Friday, January 28th, 2022
Of course today started with our 2 ml. of saliva in our test tube for our COVID test, our health survey and our temperature check.
When we looked outside the ship decks had drifts from the snow and wind as we traveled to Alta, Norway. Around 11:00 AM we docked in Alta.
The ship sailing in the Altafjord, 23 miles long, had beautiful views.
Being this far north, the sunrise was at 9:33 AM and sunset at 12:47 PM. It was 23˚ when we arrived in Alta. It was windy too so it felt colder than the temperature indicated.
After lunch we had a three hour excursion that was a tour of Alta which has about 2,000 inhabitants. An interesting fact they shared was that Alta is on the same longitude as Athens, Greece!
Our first stop was the Northern Lights Cathedral. We listened to the Cathedral guide give us a brief history and explanation about the building itself. It was a parish church of the Church of Norway and was located near the center of town. If you walk down Alta’s main shopping street you will run into the cathedral. The church was built in 2013 and seats 350 people and it is made of concrete and wood. The exterior was made of titanium in a circular shape.
Inside was an impressive organ and a bronze statue of Christ that is a little over 14 feet.
The Cathedral’s lower level had an exhibit about the aurora borealis and it included a ten minute video that was a compilation of Northern lights viewings. It was beautiful!
A statue of Kristian Birkeland (1867-1917) was located outside of the cathedral. He was a Norwegian scientist who first tied the northern lights with electromagnetic storms from the sun. One is currently heading our way and we hope to see the northern lights this evening!
The Alta Museum and World Heritage Rock Art Centre was another of our stops.
It would be best to visit this museum in the summer. It’s known for its thousands of rock carvings. These carvings are from a settlement dating from 4200 to 500 B.C. It’s also an UNESCO World Heritage site. Unfortunately for us, all of the carvings (petroglyphs) are covered by several feet of snow!
Instead of looking at them outside we went through the exhibit, Traces in Stone, explaining the carvings. This exhibit did have some loose rock carvings that gave us an idea of what was outside!
The stone below was named after the popular fictional children’s book character Pippi Longstocking who was known for her pigtails! In 1950, this stone was discovered in a potato field about 12 1/2 northwest of Alta.

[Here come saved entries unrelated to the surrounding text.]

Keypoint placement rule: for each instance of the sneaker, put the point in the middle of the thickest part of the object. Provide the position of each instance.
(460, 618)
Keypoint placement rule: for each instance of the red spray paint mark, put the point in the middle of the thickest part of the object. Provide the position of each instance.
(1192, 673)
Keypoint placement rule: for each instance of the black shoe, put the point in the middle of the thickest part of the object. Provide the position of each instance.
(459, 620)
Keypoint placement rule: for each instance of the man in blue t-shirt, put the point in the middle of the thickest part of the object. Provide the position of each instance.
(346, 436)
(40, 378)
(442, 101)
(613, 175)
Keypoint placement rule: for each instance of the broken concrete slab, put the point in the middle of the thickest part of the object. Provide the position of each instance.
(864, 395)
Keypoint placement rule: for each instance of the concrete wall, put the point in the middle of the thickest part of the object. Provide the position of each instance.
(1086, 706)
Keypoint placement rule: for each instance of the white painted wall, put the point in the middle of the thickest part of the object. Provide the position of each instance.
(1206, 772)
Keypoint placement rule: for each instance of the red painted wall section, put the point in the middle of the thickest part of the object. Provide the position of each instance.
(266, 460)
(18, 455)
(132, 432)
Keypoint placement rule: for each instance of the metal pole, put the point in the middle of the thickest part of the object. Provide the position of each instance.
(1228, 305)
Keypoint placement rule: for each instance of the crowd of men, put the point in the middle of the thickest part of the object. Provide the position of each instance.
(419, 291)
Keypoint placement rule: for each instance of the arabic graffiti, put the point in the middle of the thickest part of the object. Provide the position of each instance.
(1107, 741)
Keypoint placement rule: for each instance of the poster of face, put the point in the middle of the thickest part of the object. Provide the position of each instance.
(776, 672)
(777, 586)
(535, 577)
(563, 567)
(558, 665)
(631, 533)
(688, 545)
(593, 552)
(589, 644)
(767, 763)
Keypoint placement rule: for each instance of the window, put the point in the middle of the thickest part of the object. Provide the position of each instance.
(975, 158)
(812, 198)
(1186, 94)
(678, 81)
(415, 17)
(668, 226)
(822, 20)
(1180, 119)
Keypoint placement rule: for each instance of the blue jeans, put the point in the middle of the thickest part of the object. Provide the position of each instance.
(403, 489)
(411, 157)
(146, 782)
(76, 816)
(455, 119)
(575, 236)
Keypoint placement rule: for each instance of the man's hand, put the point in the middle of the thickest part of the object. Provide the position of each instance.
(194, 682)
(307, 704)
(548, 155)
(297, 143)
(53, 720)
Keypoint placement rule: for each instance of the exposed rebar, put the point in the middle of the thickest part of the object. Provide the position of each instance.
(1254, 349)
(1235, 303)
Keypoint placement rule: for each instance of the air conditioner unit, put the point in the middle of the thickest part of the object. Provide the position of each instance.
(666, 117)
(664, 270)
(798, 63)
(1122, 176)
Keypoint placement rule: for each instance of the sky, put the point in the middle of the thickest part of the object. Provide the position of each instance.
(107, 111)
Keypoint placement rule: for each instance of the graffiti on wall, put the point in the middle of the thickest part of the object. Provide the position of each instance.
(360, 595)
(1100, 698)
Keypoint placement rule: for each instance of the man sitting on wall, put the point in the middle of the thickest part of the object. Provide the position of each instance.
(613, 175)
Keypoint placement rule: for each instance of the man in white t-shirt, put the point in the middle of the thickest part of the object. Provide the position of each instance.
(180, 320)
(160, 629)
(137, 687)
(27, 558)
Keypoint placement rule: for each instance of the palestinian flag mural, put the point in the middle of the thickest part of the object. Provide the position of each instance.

The museum had an exhibit called “Natural Born Killers- Predators in Norway”. It showed the thirteen species of natural predators, from the smallest, a snow mouse to the largest, the polar bear. The exhibit talked about the lives of these animals and their role today in Norway. The exhibit had each predator represented by a taxidermist version of the animal.
A temporary exhibition was of Sami (native Norwegians) clothing and traditions and crafts. Jorunn Løkvold spent three years researching the use of mica which in the Sami language is called “fox gold”. The clothes were beautifully decorated.
A permanent exhibition about Bjorn Wirkola, one of the world’s best ski jumpers, and he was from Alta. The exhibit included his medals, awards, skis, boots, etc… It was quite a tribute to him.
The museum had a cafe where we enjoyed a mug of hot chocolate and the views out the back.
At 8:30 PM we left full of excitement because we were heading out in search of the Northern Lights! It was an hour drive out of town to our stopping spot. The roads were narrow and steep!
When we got off the bus at 9:30 PM the aurora borealis was dancing in the sky. The night sky was full of stars and “dancing lights”! We were in awe and for awhile we just enjoyed the spectacular show. We had until 11:30 to view the lights. We were back on the ship after 12:30 AM.
Seeing the Northern Lights was definitely a highlight of our trip! It was a “bucket list” item that we were lucky enough to check off and also experience a new country, Norway!